2020 Distinguished Alumna
“I like to write. I like to speak. I like to advocate,” says 2020 Distinguished Alumna Award winner Mary Kramer ’85. “That’s always been my deal.”
So when she became an attorney, her practice was always going to veer litigation. And a large part of her business has come to include representing people who have criminal records and are not American citizens.
“I spent a lot of time with non-citizens who had entered into really bad plea deals because they had not been properly advised by their criminal lawyers,” she says.
Soon she found herself speaking on the topic. And, by 2003, that evolved into the first edition of her book, “The Immigration Consequences of Criminal Activity: A Guide to Representing Foreign-Born Defendants.” (The book is now in its 8th edition and Mary has become one of the nation’s leading voices on immigration law in a criminal context.

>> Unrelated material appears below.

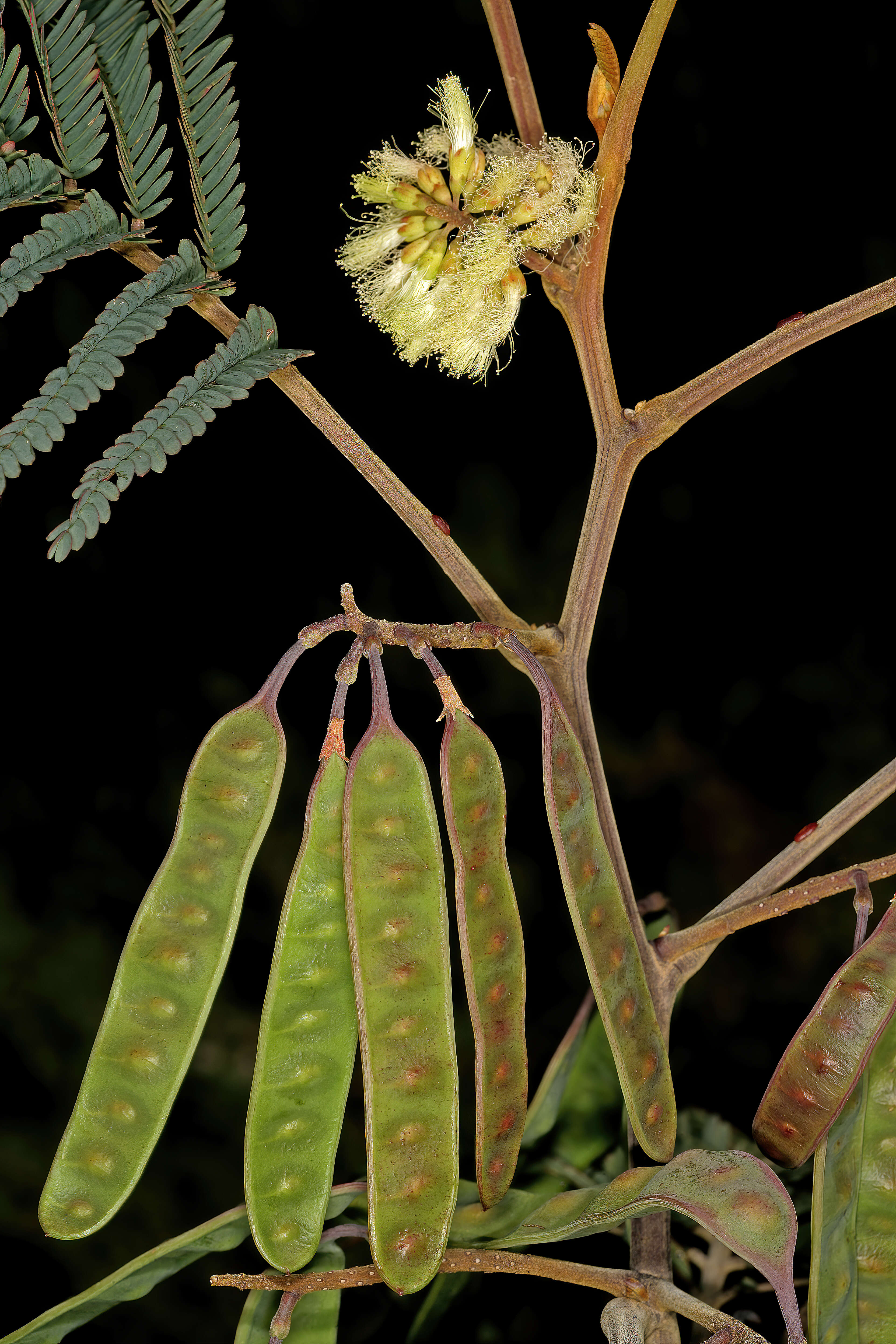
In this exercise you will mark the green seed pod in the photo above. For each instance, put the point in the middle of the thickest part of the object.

In 2015, the American Immigration Lawyers Association recognized her with their Edith Lowenstein Award for excellence in advancing the practice of immigration law.)

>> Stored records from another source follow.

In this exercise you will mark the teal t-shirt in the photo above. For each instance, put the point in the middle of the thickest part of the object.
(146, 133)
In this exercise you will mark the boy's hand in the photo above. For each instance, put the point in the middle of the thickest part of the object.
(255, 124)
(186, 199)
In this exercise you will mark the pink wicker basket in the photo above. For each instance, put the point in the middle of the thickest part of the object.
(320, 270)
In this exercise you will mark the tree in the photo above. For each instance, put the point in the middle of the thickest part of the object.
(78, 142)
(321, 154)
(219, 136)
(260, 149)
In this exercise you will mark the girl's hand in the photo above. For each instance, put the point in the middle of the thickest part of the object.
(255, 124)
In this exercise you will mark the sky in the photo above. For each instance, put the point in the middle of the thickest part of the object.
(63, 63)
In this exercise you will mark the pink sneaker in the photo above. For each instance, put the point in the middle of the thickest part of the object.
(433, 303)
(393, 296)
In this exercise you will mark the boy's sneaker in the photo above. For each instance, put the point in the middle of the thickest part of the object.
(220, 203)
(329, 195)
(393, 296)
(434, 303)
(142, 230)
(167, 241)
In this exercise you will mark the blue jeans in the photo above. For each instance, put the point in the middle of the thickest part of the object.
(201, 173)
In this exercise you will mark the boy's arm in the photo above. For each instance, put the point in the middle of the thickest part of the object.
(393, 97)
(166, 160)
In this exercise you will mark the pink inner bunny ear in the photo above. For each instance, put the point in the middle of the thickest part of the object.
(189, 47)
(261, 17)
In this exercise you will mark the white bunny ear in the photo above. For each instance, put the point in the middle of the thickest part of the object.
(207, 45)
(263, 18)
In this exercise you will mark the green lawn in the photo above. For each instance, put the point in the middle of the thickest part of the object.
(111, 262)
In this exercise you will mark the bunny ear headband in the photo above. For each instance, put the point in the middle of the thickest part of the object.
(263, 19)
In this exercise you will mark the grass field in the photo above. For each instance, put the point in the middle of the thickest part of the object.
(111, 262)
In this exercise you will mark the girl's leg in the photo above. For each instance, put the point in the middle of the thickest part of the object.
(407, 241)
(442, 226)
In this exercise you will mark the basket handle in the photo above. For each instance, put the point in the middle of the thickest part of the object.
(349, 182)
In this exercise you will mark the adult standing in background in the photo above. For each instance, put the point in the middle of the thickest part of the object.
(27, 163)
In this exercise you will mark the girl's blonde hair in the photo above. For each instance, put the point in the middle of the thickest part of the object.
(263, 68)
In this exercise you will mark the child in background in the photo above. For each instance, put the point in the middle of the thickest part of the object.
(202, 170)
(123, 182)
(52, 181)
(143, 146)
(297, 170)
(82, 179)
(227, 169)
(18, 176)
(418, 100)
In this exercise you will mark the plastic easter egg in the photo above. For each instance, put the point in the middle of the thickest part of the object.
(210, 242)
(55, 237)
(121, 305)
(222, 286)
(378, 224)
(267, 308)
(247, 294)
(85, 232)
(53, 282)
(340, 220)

That title is very intentional, “because ‘defendant’ is a term in the criminal context, and I very much promote [the book] to the criminal bar,” she explains. “I teach criminal lawyers and public defenders about immigration consequences because, if you’re representing someone who’s not an American citizen, you really have an ethical obligation to be thinking about the immigration consequences of that plea.”

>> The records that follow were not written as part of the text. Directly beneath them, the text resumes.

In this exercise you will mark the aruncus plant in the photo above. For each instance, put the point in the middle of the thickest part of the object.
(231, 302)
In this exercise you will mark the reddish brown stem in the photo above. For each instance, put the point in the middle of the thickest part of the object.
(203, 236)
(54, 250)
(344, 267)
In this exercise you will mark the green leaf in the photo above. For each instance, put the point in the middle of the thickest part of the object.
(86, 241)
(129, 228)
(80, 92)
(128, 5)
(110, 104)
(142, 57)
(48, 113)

Her practice also includes complex political asylum cases for people fleeing state-inspired persecution and violence by corrupt foreign governments. “Regardless of Americans’ frustrations with our own government, the Constitution, the rule of law, and a balance of powers reigns in the United States,” she says. “That’s not true of many foreign governments.”
Mary has always felt grateful to the College of Saint Benedict, even to the point of including Saint Ben’s in her prayers. “It truly sounds corny, but it’s true,” she laughs, “because I really felt that was the right environment for me to blossom. Political science and international relations courses with professors like Gary Prevost really sparked that interest for me. I gained a lot of confidence in my writing and my speaking and I learned a lot.”
Some of the most lasting lessons involved Benedictine values like justice and hospitality.
“I do believe very strongly in justice,” she says. “And I believe that we as Americans are so fortunate. Sometimes we forget that we're just so damn blessed to have been born in this country. And we did nothing to deserve that. We were conceived and we were born. People in Syria, people in Honduras … they’re not so fortunate. God put us here. And we have to always, always remember that all human beings are equal and deserve justice.”
Similarly, Mary looks at hospitality as a gift best shared broadly. “When I think of hospitality,” she says, “I think about how I treat a client who comes to my office. I try to welcome them and put them at ease. I introduce them to my staff and say ‘This is your second family until your case is over.’ That, for me, is hospitality.”